Movie Of The Month by JB Kaufman

Thirty Days at Hard Labor (1912)

August, 2016

Edison, 1912. Director: Oscar Apfel. Scenario based on a story by O. Henry. Cast: Robert Brower, Mary Fuller, Harold Shaw, William Wadsworth.
 
            One of the most fascinating chapters in early cinema, I think, was the period we might call “the Biograph years”—that is, roughly the years between 1908 and 1913, when D.W. Griffith, as the top director at the Biograph studio, was singlehandedly revolutionizing the art of film. Not only did Griffith himself produce hundreds of remarkable short films during those years, but those films were so successful that virtually every other American producer attempted to follow his lead. The result was a flood of films tailored to the Biograph model—vest-pocket dramas, showcasing refinements of acting and cinematic technique, usually on an intimate scale and usually confined to a single reel—until the mid-1910s, when the “early” period was phased out and feature-length films became the norm.
            The Edison company produced its share of these quasi-Biographs, and a generous sampling of them appears in Kino’s wonderful multi-disc Edison DVD set, happily still in print.
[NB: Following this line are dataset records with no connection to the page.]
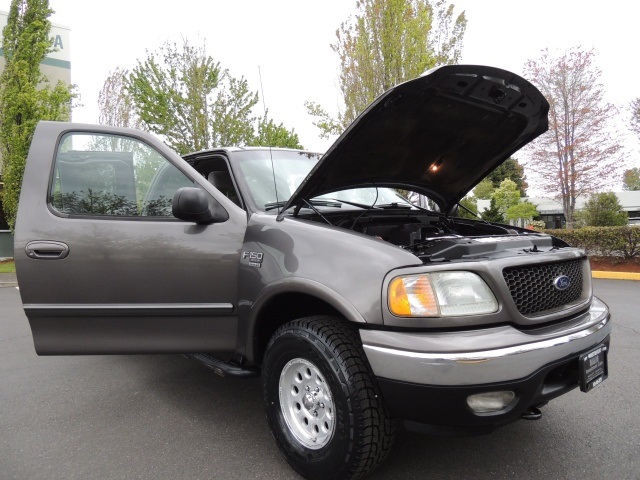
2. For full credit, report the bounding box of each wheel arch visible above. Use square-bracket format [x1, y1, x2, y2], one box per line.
[244, 279, 366, 365]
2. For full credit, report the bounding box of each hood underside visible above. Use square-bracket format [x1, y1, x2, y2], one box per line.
[285, 65, 549, 213]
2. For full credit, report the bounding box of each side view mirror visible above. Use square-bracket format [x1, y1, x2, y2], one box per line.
[171, 187, 229, 224]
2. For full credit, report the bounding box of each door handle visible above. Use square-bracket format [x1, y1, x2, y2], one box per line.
[24, 240, 69, 260]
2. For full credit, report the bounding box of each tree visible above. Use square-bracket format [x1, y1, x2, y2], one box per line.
[486, 158, 529, 197]
[581, 192, 629, 227]
[505, 201, 540, 221]
[631, 97, 640, 137]
[98, 67, 141, 128]
[473, 178, 498, 200]
[126, 40, 225, 153]
[458, 197, 478, 220]
[251, 115, 302, 149]
[0, 0, 74, 229]
[123, 40, 302, 153]
[622, 167, 640, 190]
[305, 0, 467, 138]
[525, 48, 622, 228]
[491, 178, 520, 217]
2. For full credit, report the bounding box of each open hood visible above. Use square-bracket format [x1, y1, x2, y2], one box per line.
[285, 65, 549, 213]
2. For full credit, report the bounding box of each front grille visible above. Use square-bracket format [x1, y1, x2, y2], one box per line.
[502, 260, 582, 316]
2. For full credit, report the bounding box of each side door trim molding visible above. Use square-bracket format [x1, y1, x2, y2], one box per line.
[24, 303, 234, 317]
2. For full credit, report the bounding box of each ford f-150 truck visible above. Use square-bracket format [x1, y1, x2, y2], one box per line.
[15, 66, 611, 479]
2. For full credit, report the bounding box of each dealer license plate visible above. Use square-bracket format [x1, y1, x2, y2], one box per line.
[580, 345, 609, 392]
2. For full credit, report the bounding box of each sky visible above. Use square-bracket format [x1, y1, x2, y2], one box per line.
[0, 0, 640, 186]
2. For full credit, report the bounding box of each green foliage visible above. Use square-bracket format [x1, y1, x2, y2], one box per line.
[630, 97, 640, 137]
[125, 40, 302, 154]
[473, 178, 497, 200]
[0, 0, 74, 229]
[486, 158, 529, 197]
[305, 0, 467, 138]
[525, 220, 545, 231]
[126, 40, 224, 153]
[622, 168, 640, 190]
[545, 226, 640, 258]
[458, 197, 478, 220]
[98, 67, 141, 129]
[0, 260, 16, 273]
[480, 198, 505, 223]
[491, 178, 520, 217]
[251, 117, 302, 149]
[505, 201, 544, 220]
[524, 47, 623, 228]
[580, 192, 629, 227]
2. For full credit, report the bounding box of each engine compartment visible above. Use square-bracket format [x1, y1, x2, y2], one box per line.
[304, 208, 568, 262]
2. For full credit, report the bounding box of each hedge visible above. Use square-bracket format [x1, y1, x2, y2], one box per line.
[543, 226, 640, 258]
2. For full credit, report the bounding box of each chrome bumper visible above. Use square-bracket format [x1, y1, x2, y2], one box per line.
[360, 297, 611, 386]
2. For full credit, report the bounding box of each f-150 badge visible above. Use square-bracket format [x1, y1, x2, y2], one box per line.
[242, 252, 263, 268]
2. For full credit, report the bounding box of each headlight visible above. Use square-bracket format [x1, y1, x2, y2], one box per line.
[388, 272, 498, 317]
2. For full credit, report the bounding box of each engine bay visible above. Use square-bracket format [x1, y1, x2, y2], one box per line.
[301, 208, 568, 262]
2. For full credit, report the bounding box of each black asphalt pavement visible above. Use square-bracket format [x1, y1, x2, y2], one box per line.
[0, 280, 640, 480]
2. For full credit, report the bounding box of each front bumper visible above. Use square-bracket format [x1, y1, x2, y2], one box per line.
[360, 298, 611, 430]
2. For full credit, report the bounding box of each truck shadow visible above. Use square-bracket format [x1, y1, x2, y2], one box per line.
[105, 355, 588, 480]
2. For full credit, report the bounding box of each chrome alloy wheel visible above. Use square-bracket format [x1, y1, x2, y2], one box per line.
[279, 358, 335, 450]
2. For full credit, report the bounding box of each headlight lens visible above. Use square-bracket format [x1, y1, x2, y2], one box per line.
[388, 272, 498, 317]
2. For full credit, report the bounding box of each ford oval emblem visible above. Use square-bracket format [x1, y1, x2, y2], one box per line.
[553, 275, 571, 291]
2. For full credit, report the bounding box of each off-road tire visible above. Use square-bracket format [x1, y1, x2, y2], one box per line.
[262, 316, 396, 480]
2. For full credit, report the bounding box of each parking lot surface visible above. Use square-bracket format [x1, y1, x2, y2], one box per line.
[0, 280, 640, 480]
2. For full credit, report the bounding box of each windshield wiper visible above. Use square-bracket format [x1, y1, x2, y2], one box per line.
[264, 200, 342, 211]
[376, 202, 418, 209]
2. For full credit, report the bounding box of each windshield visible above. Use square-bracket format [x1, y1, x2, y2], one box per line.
[234, 149, 408, 210]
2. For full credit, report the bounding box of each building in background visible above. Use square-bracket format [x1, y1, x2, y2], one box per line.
[0, 11, 71, 249]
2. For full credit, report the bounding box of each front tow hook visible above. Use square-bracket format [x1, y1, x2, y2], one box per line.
[520, 407, 542, 420]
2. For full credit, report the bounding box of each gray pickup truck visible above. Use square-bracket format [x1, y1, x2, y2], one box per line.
[15, 66, 611, 479]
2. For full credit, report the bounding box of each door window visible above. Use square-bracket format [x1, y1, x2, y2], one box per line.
[49, 133, 193, 217]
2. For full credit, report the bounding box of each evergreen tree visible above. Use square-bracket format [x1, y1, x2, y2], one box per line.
[0, 0, 74, 229]
[305, 0, 467, 138]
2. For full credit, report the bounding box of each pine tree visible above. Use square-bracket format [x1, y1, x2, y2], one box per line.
[0, 0, 74, 230]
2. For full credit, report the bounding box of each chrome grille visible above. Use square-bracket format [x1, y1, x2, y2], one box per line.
[502, 260, 583, 316]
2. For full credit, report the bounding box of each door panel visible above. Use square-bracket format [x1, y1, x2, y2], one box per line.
[15, 122, 246, 354]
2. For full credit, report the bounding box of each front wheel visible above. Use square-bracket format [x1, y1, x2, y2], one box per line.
[262, 316, 395, 480]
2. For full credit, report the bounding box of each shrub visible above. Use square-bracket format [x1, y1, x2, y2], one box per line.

I’ve written about one of these films in an earlier installment of this column, but this month I’m singling out another personal favorite, a gentle little comedy titled Thirty Days at Hard Labor. Like other early films, this one is based on a story by O. Henry—in this case “The Halberdier of the Little Rheinschloss,” published a scant five years earlier. It’s not one of the author’s better-known stories, but it features his signature witty premise.
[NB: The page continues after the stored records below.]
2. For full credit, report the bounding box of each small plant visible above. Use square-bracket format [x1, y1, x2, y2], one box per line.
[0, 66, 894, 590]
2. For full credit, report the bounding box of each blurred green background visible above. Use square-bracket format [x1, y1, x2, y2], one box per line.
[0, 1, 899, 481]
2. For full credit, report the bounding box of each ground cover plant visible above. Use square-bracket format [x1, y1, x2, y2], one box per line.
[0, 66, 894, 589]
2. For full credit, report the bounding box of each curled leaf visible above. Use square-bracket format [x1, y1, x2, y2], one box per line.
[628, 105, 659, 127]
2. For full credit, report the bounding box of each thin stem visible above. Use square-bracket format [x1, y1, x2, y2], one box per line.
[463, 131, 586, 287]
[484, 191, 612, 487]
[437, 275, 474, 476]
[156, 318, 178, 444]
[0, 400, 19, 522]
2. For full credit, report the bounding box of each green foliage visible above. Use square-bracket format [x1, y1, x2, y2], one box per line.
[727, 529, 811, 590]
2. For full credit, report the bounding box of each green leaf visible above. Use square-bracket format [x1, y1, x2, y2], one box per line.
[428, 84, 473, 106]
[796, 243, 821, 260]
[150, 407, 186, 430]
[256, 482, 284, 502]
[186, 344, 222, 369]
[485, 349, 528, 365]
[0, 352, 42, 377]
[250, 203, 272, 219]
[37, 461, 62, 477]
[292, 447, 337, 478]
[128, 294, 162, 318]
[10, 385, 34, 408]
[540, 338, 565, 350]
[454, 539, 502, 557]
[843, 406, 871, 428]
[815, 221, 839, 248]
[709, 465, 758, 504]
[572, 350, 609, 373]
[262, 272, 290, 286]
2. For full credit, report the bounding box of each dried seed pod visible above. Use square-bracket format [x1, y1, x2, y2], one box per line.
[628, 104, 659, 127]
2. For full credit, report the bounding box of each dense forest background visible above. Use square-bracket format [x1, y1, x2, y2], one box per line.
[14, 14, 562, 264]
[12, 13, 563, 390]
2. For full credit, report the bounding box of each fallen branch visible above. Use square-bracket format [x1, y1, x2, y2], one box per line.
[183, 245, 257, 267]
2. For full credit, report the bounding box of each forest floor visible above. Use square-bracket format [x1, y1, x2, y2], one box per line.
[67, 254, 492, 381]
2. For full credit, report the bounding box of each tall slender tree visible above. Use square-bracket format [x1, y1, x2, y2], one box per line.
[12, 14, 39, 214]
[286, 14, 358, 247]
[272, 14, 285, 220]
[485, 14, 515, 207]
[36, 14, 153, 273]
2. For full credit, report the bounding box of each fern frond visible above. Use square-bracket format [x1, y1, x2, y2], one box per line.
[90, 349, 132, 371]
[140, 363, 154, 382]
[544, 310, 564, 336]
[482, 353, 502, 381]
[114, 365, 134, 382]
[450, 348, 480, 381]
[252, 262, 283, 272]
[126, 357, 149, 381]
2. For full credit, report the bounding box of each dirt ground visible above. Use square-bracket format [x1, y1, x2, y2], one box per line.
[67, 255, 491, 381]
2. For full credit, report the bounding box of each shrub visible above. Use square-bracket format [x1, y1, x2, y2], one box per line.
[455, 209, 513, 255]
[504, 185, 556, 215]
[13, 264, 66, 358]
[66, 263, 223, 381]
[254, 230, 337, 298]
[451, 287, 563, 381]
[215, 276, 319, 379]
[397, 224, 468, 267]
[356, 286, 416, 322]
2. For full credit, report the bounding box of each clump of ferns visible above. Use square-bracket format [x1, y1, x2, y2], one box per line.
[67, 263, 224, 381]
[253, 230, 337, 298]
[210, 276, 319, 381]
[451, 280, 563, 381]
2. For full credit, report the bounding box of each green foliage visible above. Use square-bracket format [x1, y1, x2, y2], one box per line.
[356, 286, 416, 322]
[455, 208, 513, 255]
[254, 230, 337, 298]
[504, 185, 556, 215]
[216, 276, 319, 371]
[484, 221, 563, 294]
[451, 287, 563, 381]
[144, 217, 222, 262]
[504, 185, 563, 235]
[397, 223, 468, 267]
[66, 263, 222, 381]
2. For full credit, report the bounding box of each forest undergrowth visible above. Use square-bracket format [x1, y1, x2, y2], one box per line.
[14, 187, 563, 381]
            In Thirty Days at Hard Labor, the story is adapted to the screen with taste and sensitivity, retaining the general outline of the plot: a rich boy courts a rich girl, but her father, a self-made man, objects to her marrying a spoiled idler. He requires the boy to prove himself by earning his living for thirty days by the work of his hands. The boy soon finds that his tender hands are, indeed, no match for digging ditches or shoveling coal; but ultimately he finds a way to satisfy the letter of the law, bringing the story to a sweetly enjoyable conclusion.
            The director of Thirty Days, Oscar Apfel, was a prolific director during these years (he would famously co-direct The Squaw Man with DeMille in 1914), but today’s film enthusiast is likely to remember him onscreen as an even more prolific character player in the sound era. Here, as a director, Apfel demonstrates his ability: the story is told with subtlety and charm, and the players deliver restrained performances. Cinematically, too, the film benefits from some effective lighting/photographic touches. One interesting effect appears in the early part of the film: the young lovers are seen on a balcony before a romantic setting, moonlight reflected on water. The moonlight and water are not the real thing, but a theatrical illusion conjured up by electric light and moving silhouettes—holdovers from the stage being a frequent device in films of this period.
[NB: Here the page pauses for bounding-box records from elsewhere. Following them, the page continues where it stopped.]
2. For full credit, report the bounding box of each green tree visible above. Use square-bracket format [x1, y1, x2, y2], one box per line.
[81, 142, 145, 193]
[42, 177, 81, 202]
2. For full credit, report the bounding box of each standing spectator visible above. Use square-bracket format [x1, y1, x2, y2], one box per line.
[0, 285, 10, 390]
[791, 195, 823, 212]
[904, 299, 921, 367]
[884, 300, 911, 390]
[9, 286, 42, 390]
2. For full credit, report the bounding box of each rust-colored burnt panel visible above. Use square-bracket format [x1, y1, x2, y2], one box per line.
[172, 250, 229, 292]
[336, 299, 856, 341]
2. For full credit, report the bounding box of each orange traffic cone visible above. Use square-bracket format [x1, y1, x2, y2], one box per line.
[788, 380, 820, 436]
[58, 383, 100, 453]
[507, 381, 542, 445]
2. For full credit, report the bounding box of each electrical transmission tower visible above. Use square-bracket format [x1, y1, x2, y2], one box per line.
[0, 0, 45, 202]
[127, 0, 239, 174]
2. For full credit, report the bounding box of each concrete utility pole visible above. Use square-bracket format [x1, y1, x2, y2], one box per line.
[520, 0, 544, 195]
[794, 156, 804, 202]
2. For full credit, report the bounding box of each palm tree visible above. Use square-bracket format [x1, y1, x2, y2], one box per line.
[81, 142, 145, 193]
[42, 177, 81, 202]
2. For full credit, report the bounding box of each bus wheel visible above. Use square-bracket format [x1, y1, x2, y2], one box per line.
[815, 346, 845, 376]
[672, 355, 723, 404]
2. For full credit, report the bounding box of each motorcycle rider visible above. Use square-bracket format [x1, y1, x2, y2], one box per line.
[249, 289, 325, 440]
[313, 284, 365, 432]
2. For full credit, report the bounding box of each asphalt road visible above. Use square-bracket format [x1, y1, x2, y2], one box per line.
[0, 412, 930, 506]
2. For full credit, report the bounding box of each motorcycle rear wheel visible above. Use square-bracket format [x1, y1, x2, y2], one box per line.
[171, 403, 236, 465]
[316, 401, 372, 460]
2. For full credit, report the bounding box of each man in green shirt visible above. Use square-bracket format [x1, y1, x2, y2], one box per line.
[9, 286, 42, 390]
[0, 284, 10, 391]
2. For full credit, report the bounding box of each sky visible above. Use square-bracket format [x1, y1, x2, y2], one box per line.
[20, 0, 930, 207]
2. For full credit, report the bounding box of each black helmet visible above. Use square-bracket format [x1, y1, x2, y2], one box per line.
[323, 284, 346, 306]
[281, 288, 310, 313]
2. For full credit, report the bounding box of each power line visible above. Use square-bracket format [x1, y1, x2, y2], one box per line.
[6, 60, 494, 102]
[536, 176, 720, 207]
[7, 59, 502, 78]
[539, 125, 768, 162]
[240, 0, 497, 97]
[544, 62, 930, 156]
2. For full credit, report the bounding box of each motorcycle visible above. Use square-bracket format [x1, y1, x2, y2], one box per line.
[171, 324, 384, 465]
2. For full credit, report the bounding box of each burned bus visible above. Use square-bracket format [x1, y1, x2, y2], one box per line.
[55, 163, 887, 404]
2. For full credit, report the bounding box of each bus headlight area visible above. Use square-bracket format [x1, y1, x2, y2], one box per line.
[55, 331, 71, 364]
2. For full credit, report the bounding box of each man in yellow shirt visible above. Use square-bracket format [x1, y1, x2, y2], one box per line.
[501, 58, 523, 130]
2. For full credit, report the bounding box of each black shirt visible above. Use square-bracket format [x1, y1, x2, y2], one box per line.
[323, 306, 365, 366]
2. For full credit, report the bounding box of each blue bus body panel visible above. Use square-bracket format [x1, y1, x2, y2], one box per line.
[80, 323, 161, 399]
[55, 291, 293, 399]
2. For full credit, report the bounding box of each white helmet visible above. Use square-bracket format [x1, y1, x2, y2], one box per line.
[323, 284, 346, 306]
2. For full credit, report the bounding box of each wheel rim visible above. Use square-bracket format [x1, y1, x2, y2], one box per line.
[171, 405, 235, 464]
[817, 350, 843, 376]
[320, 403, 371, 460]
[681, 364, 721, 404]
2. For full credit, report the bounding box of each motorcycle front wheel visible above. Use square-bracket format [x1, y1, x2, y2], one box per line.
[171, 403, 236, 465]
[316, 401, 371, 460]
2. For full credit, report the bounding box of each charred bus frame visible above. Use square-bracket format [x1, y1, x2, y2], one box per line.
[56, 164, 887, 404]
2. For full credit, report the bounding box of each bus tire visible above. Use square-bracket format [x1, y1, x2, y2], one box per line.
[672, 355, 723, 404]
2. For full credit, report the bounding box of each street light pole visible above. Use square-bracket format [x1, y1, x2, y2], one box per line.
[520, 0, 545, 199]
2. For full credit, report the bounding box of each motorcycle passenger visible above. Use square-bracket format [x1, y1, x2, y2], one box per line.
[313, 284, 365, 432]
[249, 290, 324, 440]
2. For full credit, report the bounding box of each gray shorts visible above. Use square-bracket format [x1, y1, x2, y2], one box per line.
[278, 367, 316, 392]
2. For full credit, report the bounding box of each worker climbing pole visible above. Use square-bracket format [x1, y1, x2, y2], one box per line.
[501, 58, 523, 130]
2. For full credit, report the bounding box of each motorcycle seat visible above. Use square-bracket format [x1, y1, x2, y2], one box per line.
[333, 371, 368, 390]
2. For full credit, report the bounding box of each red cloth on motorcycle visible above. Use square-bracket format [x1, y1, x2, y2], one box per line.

            Much of the charm of Thirty Days comes from its cast. Like Biograph and most other American film companies during these years, Edison maintained a “stock company,” actors who appeared week after week, in one single-reel picture after another, playing a wildly varied range of roles. Robert Brower, the company’s resident curmudgeon, appears here as the girl’s father, investing his early scenes with a no-nonsense toughness as he delivers his ultimatum—but magnanimous enough to roar with laughter at the end, when he realizes he’s been tricked, and that his prospective son-in-law is resourceful after all. Mary Fuller and Harold Shaw, as the young couple, are quite likable; there’s nothing judgmental in their characterization as rich kids. The real news in this film, in my opinion, is Mary Fuller as the daughter. Ms. Fuller was an enormously popular star during these years, and as we watch her in Thirty Days at Hard Labor, it’s not difficult to see why. As the daughter—impulsive, spontaneous, just a bit spoiled herself—she’s effortlessly convincing. She was also quite versatile, appearing not only in light comedies like this one, but also in a variety of melodramas, Westerns, and serials. (About a year after this film, in The Ambassador’s Daughter—appearing not in the title role, but in a supporting part as a jaded, cynical foreign spy—she was equally effective.)
            All in all, Thirty Days at Hard Labor is recommended as a delightful souvenir from a key period in film history. It’s no cinematic milestone, but it is a thoroughly enjoyable sample of the entertainment that audiences enjoyed in the years just before the advent of the feature film.